Will bootcamps and other last-mile providers disrupt higher education?
Ryan Craig, an investor and writer thinks so. His most recent book, A New U: Faster + Cheaper Alternatives to College, makes a compelling case that the disruption is already underway.
As the person who likes to be ahead of the curve on forecasting disruptive innovations in education, reading the book caused me to write that “A New U is the book I wish I had written.”
But disrupting traditional colleges and universities is a tall order. For bootcamps to do so, they will have to do more than initially serve students who are not being served by traditional higher education with a more affordable, convenient offering that is perceived as primitive and with a technology enabler that allows them to improve even as they make money and don’t cause the majority of traditional colleges and universities to compete directly. After establishing this foothold, they will have to go “up-market,” and serve more of higher education beyond technology and an on-ramp into a career.

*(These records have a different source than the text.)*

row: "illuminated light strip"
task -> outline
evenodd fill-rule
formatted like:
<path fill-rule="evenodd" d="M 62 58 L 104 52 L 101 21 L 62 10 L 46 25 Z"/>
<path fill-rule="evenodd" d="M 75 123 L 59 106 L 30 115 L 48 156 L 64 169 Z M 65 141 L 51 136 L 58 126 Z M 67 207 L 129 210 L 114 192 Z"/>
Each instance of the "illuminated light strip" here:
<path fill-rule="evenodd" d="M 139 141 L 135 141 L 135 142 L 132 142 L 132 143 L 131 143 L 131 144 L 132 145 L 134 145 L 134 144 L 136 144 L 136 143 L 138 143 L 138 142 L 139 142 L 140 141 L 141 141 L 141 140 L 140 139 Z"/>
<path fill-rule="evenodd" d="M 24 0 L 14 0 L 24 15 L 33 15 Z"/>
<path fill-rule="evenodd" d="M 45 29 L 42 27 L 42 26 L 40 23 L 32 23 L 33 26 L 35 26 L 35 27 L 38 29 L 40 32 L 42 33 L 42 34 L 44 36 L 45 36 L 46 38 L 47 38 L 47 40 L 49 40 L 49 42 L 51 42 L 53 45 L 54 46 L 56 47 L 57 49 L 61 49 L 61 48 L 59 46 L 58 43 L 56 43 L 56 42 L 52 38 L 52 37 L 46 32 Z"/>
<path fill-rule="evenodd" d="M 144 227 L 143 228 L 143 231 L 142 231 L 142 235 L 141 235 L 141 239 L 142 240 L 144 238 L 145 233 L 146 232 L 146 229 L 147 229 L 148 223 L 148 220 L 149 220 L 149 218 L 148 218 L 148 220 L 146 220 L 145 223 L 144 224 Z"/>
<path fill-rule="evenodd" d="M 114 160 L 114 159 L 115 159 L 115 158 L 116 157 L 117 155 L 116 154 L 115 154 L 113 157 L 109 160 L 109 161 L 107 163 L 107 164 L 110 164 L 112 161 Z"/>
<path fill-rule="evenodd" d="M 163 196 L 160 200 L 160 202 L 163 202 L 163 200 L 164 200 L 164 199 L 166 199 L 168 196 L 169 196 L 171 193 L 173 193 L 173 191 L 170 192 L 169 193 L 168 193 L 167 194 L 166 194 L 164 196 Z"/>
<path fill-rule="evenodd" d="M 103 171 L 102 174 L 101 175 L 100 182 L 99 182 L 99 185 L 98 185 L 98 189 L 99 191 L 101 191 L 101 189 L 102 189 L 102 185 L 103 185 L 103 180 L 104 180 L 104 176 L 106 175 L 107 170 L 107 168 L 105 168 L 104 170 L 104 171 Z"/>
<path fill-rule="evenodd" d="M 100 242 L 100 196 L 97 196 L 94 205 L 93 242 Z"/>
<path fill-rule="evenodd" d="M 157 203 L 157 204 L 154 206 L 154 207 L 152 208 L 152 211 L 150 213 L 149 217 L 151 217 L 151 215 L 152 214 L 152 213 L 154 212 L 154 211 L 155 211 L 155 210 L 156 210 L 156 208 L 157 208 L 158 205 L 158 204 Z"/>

Against that backdrop, Richard Price and Alana Dunagan recently published an important paper, “Betting on bootcamps: How short-course training programs could change the landscape of higher ed,” that outlines five different scenarios for the future of bootcamps. Parsing these scenarios helps provide a window into whether and how bootcamps will—or will not—disrupt higher education.
Scenario 1: In the first scenario they present, bootcamps get stuck and fail to disrupt higher education. As Price and Dunagan note, even if an upstart provider properly adopts a disruptive stance, that strategy leads only to 37% of market entrants establishing a successful growth company, according to Clayton Christensen’s seminal book, The Innovator’s Dilemma. Although that rate of success is more than 6 times better than a startup that chooses to compete head-on with incumbents, it’s hardly a guarantee of success. In particular, the authors note that there are several things that could limit the growth of bootcamps, from employers not buying into the bootcamps being unable to serve new fields beyond technology.
Scenario 2: Democrats and Republicans alike are expressing interest in extending federal dollars to bootcamps in an effort to have them serve low-income students. As Price and Dunagan wrote, accessing federal dollars could either incentivize bootcamps to chase enrollments regardless of outcomes—which would likely hurt bootcamps odds of disrupting higher education in the longer run—or it could represent a place to experiment with new funding models focused on outcomes that could set bootcamps on an exciting and expansive trajectory. Policy wonks beware.
Scenario 3: One way bootcamps could serve wider swaths of the market is by expanding into lifelong learning—that is, they create an organization that not only helps equip people with the skills for a first job in a career, but then continues to serve them throughout their careers. Taking this tack could also help students build the conceptual foundations that some worry graduates of bootcamps don’t have. For this approach to work, Price and Dunagan argue that employer partnerships around upskilling employees that allow bootcamps to reduce acquisition costs will be critical so bootcamps can preserve and grow profit margins. I can imagine a second way that bootcamps could make this model work, as they become a one-stop education shop to serve their alumni and grow with them over time.
Scenario 4: The flip of scenario three is a scenario in which bootcamps start educating employees in fields outside of technology where there is clear employer demand and a shortage of labor supply. Moving outside of technology could be messier because the skills at the heart of successful employees aren’t always so clear, the authors wrote—but for those bootcamps that can master it, the upside could be tremendous.
Scenario 5: A combination of the above scenarios occurs in which bootcamps achieve breadth and depth and disruption ensues. Price and Dunagan paint a grim picture of what disruption might look like for traditional colleges and universities, which would unfold gradually. Consistent with research from my forthcoming book, Choosing College, the authors suggest that there would likely continue to be some demand for a residential college experience. They provocatively suggest, however, that in this scenario “this experience will no longer reside in the public conscience as the default college experience” but instead as “a particular offering in a larger, more modular and unbundled higher education system whose focus is on helping learners earn and learn, as opposed to the existing pattern of learn and then later, maybe, earn.”
It’s a provocative vision and a compelling roadmap of what has to occur if bootcamps are to disrupt traditional colleges and universities, that sets up a clear set of road signs to watch to see if bootcamps are indeed going to make a run at disruption.
Michael Horn is a co-founder of and a distinguished fellow at the Clayton Christensen Institute for Disruptive Innovation.